Last Updated Nov 9, 2010 11:00 AM EST
I've yet to start my holiday gift buying and don't anticipate starting until well into December. I know...tsk tsk. But like it or not, procrastination is pretty widespread, especially this time of year. In fact more than 25% of us shoppers plan to be buying presents until the last minute this year, according to the NPD Group.
Partly to blame for our procrastinating ways is that we're overly confident in our ability to find everything we need in a timely fashion. Behavioral experts call this a "planning fallacy." We overestimate how successful our shopping will be and underestimate how much time it will take to complete our shopping. At least, that was the conclusion in a 2003 study published by Canadian researchers Roger Buelher and Dale Griffin specifically about Christmas shopping and procrastination. (Others might just call us "delusional.")
Also adding to our last-minute holiday rush: busy schedules and the belief that we'll necessarily snag the best deals in the wee hours of holiday shopping.
Stick To Your List
As Atul Gawande writes in his best-selling book The Checklist Manifesto, a simple checklist "overcomes failure ... and makes up for our inevitable human inadequacies." Hey, if lists have helped the rise of modern science and surgery as Gawande describes, then they can certainly help us accomplish our shopping goals both when we have ample time and when in a hurry.
Lists help us narrow our options. And that's a good thing, especially when the clock is ticking. Studies show that when we give ourselves too many options it's easy to get confused. We make irrational choices that we might end up regretting. Pulling from my experience as that kid in the candy store hurrying to pick something as mom tapped her feet, I can tell you that having rows of options is no fun - even if it's rows of chocolatey goodness.

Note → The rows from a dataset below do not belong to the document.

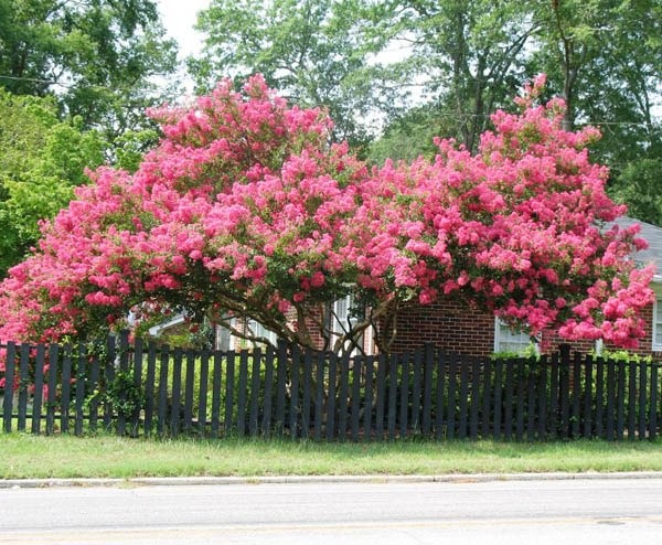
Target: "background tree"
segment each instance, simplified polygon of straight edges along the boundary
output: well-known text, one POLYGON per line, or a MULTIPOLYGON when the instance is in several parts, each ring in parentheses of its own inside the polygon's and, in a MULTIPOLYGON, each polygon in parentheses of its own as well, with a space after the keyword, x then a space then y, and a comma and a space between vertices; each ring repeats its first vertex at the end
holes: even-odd
POLYGON ((293 104, 325 107, 335 141, 364 145, 369 116, 391 103, 370 63, 361 0, 212 0, 199 15, 205 34, 200 58, 190 61, 199 90, 221 77, 265 76, 293 104))
POLYGON ((527 77, 525 45, 538 28, 531 13, 514 1, 391 0, 372 17, 385 43, 408 45, 401 73, 425 86, 436 133, 474 150, 489 116, 527 77))
POLYGON ((533 71, 566 100, 564 120, 595 124, 602 139, 596 158, 611 169, 610 193, 630 214, 660 224, 662 186, 651 170, 662 165, 662 4, 658 0, 552 0, 537 2, 533 71))
POLYGON ((169 308, 331 348, 328 309, 353 292, 365 312, 335 350, 374 328, 386 351, 403 307, 442 298, 532 333, 633 346, 653 271, 630 255, 645 243, 600 228, 623 207, 588 161, 597 132, 564 131, 558 100, 534 104, 540 85, 519 115, 493 116, 476 153, 437 140, 433 160, 372 170, 330 143, 323 113, 288 107, 261 77, 156 110, 164 138, 138 171, 99 169, 2 282, 0 339, 169 308))

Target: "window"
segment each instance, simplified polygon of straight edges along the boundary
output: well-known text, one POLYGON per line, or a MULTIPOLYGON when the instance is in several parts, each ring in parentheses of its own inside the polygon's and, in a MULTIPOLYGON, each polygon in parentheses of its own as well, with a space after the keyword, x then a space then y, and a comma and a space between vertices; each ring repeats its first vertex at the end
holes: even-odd
POLYGON ((278 335, 276 335, 276 333, 274 333, 271 330, 265 328, 261 323, 249 319, 246 322, 246 329, 248 330, 248 333, 252 333, 254 336, 263 336, 267 339, 269 343, 276 346, 278 335))
POLYGON ((521 354, 532 345, 537 351, 537 343, 531 341, 528 333, 523 331, 512 331, 499 318, 494 319, 494 352, 512 352, 521 354))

With limited time and an abundance of choices, I almost always made a regretful decision, whining I should have gone for Milky Way instead of Three Musketeers on the car ride home. And I recall more than one Mother's Day when I desperately opted for the perfume basket from Macy's because I felt overwhelmed by the last-minute shopping experience. I paid more than I had planned, all for a gift that was just OK.
So before you head out to begin your holiday shopping - whether tomorrow, Black Friday or Christmas Eve, invest half an hour to create a thorough checklist: who you want to buy gifts for, the types of gifts you have in mind and a price range per gift. Have back-up gift ideas, as well, especially if you're a procrastinator: By December 24 you're sure to have fewer desirable options. Rather than springing for that $80 perfume basket in the department store because it's already wrapped and you have no other ideas, you can refer to alternatives ideas on your list that you jotted down when you weren't in a frenzy.